Pregnant Women with Psoriasis at Increased Risk of Ectopic Pregnancy


Previous research has suggested that psoriasis could affect both fecundity and fertility, leading to spontaneous abortion and ectopic pregnancy.

A significant association between ectopic pregnancy and psoriasis was determined in a new investigation from Denmark, with a confirmed absolute risk of 3.98%.

Among the 2-4% of the global population is affected by psoriasis, approximately half are women of “childbearing potential”. Previous research has suggested that psoriasis could affect both fecundity and fertility, leading to spontaneous abortion and ectopic pregnancy.

Furthermore, it’s been hypothesized that women with psoriasis have a higher prevalence of known risk factors for adverse pregnancy outcomes (APO) including obesity, smoking, gestational hypertension, and lower fertility rates.

However, studies regarding psoriasis and APOs have been limited.

An investigative team led by Cæcilie Bachdal Johansen, MD, of the Bispebjerg and Frederiksberg Hospital, investigated whether women with psoriasis were at a higher risk of having an APO in addition to its association with psoriasis severity and psoriatic arthritis.

Johansen and colleagues conducted a register-based case control study that collected data on pregnant women from Denmark from 1973 to 2017.

Collected data included medical and socioeconomic baseline characteristics in the baseline period from 1973 into the individual index date.

Cases were women with an APO, controls included women with a singleton live birth, and psoriasis was the exposure.
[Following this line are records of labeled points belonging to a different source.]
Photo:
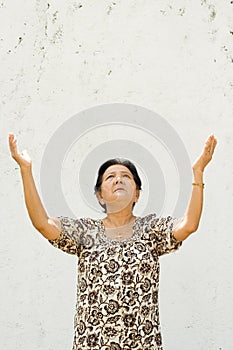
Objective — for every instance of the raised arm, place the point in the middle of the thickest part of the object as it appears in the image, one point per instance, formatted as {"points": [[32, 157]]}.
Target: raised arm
{"points": [[49, 227], [192, 216]]}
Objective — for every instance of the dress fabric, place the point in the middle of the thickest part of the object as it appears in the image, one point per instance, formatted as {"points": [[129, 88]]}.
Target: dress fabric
{"points": [[118, 282]]}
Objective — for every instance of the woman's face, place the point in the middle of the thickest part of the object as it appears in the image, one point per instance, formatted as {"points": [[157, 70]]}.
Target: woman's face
{"points": [[118, 188]]}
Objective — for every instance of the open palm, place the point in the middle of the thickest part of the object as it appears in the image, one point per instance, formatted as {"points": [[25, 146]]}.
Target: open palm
{"points": [[206, 155], [23, 159]]}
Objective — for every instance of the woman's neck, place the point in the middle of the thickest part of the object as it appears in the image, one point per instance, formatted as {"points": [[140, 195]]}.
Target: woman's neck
{"points": [[118, 219]]}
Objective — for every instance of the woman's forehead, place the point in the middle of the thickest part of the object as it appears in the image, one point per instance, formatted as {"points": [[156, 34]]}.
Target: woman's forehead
{"points": [[117, 168]]}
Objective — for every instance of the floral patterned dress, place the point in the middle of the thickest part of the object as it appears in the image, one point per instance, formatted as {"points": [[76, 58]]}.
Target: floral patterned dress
{"points": [[118, 282]]}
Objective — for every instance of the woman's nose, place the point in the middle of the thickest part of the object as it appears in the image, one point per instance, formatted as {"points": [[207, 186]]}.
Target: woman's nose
{"points": [[118, 179]]}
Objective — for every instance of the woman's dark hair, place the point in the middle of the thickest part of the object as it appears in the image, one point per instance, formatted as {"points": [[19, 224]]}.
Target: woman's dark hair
{"points": [[127, 163]]}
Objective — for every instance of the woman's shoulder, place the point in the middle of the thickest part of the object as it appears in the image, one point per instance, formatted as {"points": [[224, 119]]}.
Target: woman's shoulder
{"points": [[82, 222]]}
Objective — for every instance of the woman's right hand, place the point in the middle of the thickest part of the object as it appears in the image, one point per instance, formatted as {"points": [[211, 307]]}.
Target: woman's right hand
{"points": [[23, 159]]}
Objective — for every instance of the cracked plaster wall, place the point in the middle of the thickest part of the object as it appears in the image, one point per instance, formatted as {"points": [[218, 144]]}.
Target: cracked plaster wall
{"points": [[61, 57]]}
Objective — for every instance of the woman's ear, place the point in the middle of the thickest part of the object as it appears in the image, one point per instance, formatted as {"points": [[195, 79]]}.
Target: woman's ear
{"points": [[137, 194], [100, 198]]}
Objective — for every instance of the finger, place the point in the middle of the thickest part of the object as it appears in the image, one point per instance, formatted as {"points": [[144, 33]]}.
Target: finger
{"points": [[213, 145]]}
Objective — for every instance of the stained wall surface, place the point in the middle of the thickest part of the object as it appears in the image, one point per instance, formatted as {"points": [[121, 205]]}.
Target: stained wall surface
{"points": [[61, 58]]}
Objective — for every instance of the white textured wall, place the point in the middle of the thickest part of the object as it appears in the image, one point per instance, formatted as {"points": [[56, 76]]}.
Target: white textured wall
{"points": [[61, 57]]}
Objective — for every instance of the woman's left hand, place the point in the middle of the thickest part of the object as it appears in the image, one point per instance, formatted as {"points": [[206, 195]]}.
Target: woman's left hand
{"points": [[206, 155]]}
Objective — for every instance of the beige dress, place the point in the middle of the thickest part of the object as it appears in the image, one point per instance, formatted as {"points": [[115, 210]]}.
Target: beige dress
{"points": [[118, 282]]}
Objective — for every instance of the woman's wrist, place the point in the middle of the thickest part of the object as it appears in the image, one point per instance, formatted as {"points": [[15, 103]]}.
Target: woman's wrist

A sub analysis was performed in women with psoriatic arthritis as well.

Psoriasis severity was defined via psoriasis treatment prior to the index date, while moderate to severe psoriasis in particular was defined by administered systemic antipsoriatic drugs including adalimumab, guselkumab, secukinumab, and more.

Overall, a total of 491,963 women with first-time pregnancy outcomes were identified, 689 of whom were excluded for having 2 registered outcomes.
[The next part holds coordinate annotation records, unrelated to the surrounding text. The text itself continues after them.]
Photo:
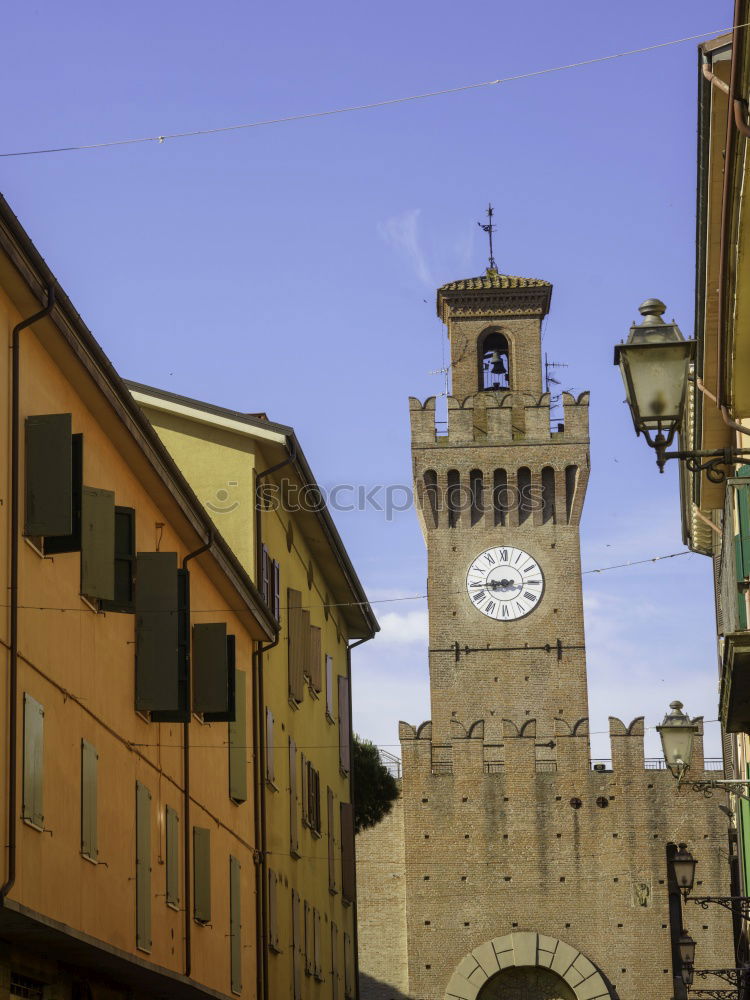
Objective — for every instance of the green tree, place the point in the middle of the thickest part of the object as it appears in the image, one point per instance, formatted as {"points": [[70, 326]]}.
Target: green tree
{"points": [[375, 788]]}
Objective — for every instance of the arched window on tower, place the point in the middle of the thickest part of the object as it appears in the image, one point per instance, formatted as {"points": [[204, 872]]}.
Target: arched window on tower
{"points": [[494, 362]]}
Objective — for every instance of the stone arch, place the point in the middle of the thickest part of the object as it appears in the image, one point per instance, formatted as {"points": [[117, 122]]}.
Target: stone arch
{"points": [[529, 950]]}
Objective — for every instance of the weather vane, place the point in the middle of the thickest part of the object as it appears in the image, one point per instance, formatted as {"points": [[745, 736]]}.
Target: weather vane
{"points": [[489, 229]]}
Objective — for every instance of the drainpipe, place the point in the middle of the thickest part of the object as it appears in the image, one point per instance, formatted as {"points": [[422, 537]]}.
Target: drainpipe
{"points": [[259, 799], [355, 935], [186, 797], [15, 450]]}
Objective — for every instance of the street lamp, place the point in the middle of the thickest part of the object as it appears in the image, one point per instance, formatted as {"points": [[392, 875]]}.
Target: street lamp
{"points": [[655, 364], [683, 866], [677, 732]]}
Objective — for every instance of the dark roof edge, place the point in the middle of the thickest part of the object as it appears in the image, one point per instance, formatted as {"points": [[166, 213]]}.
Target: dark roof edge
{"points": [[164, 465], [306, 475]]}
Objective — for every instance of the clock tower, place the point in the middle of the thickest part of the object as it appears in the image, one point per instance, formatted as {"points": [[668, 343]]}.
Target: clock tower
{"points": [[513, 867], [500, 494]]}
Among the remaining 491,274 women, 449,233 (91.44%) were live births and 42,041 (8.56%) were APOs, which included 32,750 (6.67%) spontaneous abortions, 7387 (1.50%) ectopic pregnancy, 1228 (0.25%) IUFD, and 676 (0.14%) stillbirths.
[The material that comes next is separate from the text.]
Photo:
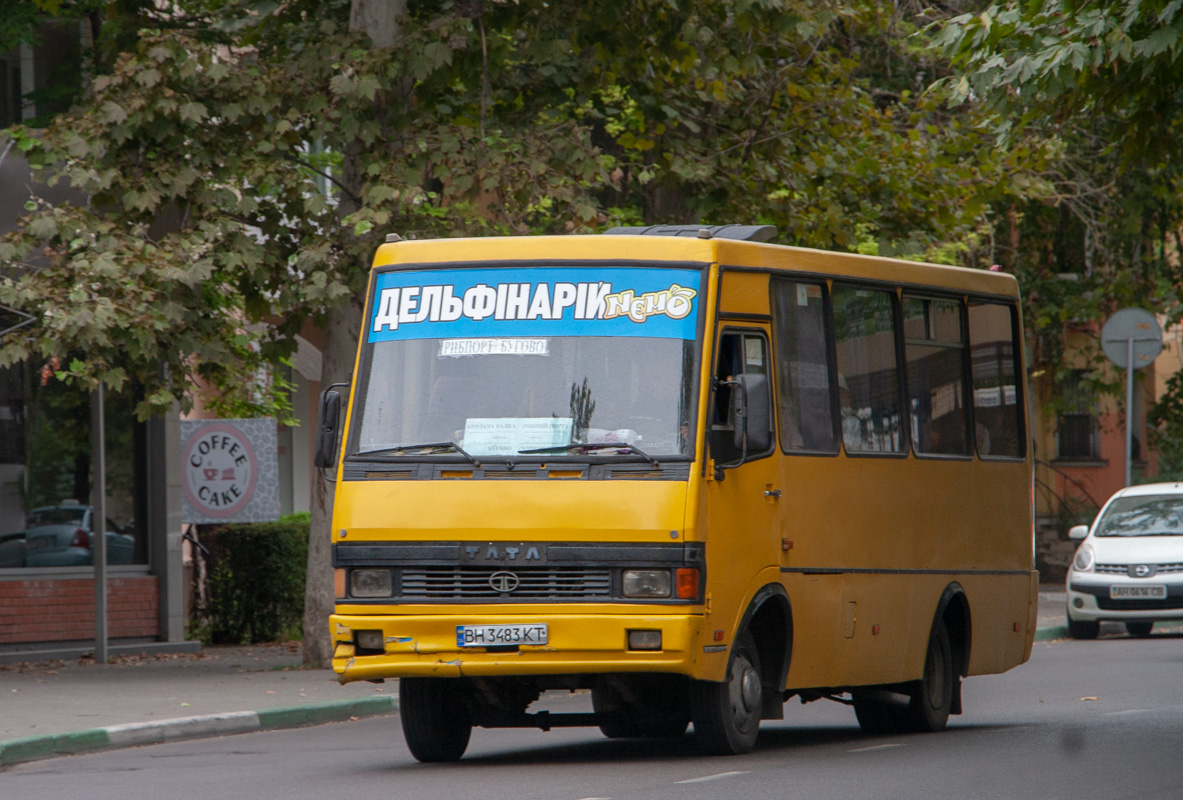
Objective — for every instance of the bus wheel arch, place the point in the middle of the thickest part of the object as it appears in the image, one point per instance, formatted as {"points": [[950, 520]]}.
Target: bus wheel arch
{"points": [[952, 608], [726, 714], [769, 620]]}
Meanwhile, a total of 6426 (1.31%) women had psoriasis, 201 (3.13%) of whom presented with moderate to severe cases.

Women with moderate-to-severe psoriasis had fewer “1 to 2 previous live births” than women without psoriasis, with 24 (11.94%) and 108, 871 (22.45%), respectively.

Notably, 32,305 (6.92%) of the women with psoriasis experienced a spontaneous abortion compared with 445 (6.66%) of the women without psoriasis (odds ratio,1.04, 95% CI, 0.92-1.17), and the risk of an ectopic pregnancy was also significantly higher in all women with psoriatic disease compared to those without.

This significance remained after adjusting for age, body mass index, and smoking status.

Investigators noted that, generally speaking, the prevalence of ectopic pregnancy in Denmark is approximately 1%. However, the prevalence was higher in women with psoriasis, peaking among women with moderate to severe disease that rendered a roughly 3-fold increased risk.

Considering that ectopic pregnancy is the leading cause of maternal morbidity and mortality in the first trimester of pregnancy, investigators believed their study called for specific care of women in the reproductive stage of life with psoriasis, which included informing patients to seek emergency gynecologic evaluation in the event of lower abdominal pain, unplanned absence of menstruation, and concurrent light bleeding.

“Clinical studies are needed to examine the potential causality between psoriasis and APOs,” the team wrote.

The study, "Psoriasis and adverse pregnancy outcomes: A nationwide case-control study in 491,274 women in Denmark," was published online in JAAD International.